Gone completely where the feelings of obligation, savior mentality and an overbearing responsibility to do the ‘right’ thing.
It was so different. I instantly found an amazing website selling these awesome, innovative, high vibing natural products. And I didn’t have to spend hours reading labels and checking and googling ingredients. I simply trusted that it felt good to buy the ones I choose. And if I don’t enjoy them, I’ll return to the supermarket brands I often buy. Without guilt or shame.
This is living in the 5th Dimension. We create the reality by the choices we make. NOT the specifics of the choices, but the consciousness within which we make those choices.
If you are making choices from a deep root of being right and correct to the exclusion of everything else… then no matter what the specifics of the choice, no matter how liberal it is, you are still existing in the density of the 3rd & 4th dimension of consciousness.

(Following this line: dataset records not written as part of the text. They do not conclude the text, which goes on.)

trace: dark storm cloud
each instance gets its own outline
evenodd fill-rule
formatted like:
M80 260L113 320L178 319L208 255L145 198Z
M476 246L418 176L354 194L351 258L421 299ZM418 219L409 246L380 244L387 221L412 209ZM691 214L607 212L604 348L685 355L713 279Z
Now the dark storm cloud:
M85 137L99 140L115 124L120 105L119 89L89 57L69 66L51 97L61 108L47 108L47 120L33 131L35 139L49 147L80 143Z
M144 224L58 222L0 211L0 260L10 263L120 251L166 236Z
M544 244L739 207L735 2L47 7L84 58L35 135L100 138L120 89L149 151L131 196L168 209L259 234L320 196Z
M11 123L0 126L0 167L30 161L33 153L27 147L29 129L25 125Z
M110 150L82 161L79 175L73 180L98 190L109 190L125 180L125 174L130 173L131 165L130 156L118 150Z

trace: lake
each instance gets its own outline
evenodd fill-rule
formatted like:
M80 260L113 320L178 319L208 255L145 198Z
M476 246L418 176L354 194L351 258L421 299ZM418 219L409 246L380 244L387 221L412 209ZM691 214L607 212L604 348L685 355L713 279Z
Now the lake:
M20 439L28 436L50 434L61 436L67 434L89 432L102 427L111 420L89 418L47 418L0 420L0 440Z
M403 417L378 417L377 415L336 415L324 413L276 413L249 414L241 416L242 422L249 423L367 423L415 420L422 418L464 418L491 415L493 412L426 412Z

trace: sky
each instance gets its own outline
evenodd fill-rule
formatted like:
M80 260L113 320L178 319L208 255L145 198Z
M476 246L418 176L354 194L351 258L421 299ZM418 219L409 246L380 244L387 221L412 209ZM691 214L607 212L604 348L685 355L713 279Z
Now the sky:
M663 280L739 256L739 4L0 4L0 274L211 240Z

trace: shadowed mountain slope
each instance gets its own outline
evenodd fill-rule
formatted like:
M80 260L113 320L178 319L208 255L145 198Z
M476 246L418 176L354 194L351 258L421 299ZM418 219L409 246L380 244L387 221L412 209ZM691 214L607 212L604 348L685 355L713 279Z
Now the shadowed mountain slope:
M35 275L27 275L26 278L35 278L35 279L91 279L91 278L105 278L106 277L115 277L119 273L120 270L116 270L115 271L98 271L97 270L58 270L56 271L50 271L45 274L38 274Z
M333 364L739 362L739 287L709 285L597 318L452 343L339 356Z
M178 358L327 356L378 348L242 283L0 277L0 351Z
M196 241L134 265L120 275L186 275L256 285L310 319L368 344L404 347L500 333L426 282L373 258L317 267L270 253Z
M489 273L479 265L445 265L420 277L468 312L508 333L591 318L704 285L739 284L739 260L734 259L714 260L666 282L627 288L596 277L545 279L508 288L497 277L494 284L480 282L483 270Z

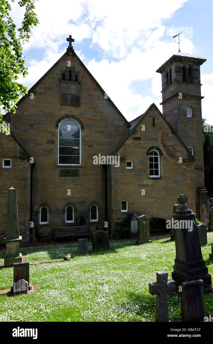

I.E. there is a right way and a wrong way and you have to do the right way in order to be a good, responsible, healthy, conscious human, otherwise you are bad, you are wrong, you are destroying your health, the planet, your relationships, your life…. Etc etc. Basically – do the right thing otherwise you are WRONG!
New Earth is created by expansive consciousness, not by the ‘right’ choice of a limited set of choices. What if the ‘right’ choice isn’t even on the menu?! What if it isn’t even talked about or known about?
What if the right choice is the quiet whisper of your own soul speaking to you through the alignment of what feels like the right choice for YOU?
New earth is HERE. Yes in the high vibe and consciously created products AND also – more importantly – in your consciousness of HOW you make your choices. Polarized based on the limited choices of this human reality OR aligned with the freedom of your soul and it’s lack of concern for what’s right over what feels liberating?
And since that in and of itself is a polarizing question — what if it’s both?
Ah the joy of scrambling the mind to FEEL into the SOUL.
You’re welcome 🙂
Go past the polarity, into the expansive inclusive-ness of it all. Because guess what exists there/here??
ALL of it. Exactly how we wanted it.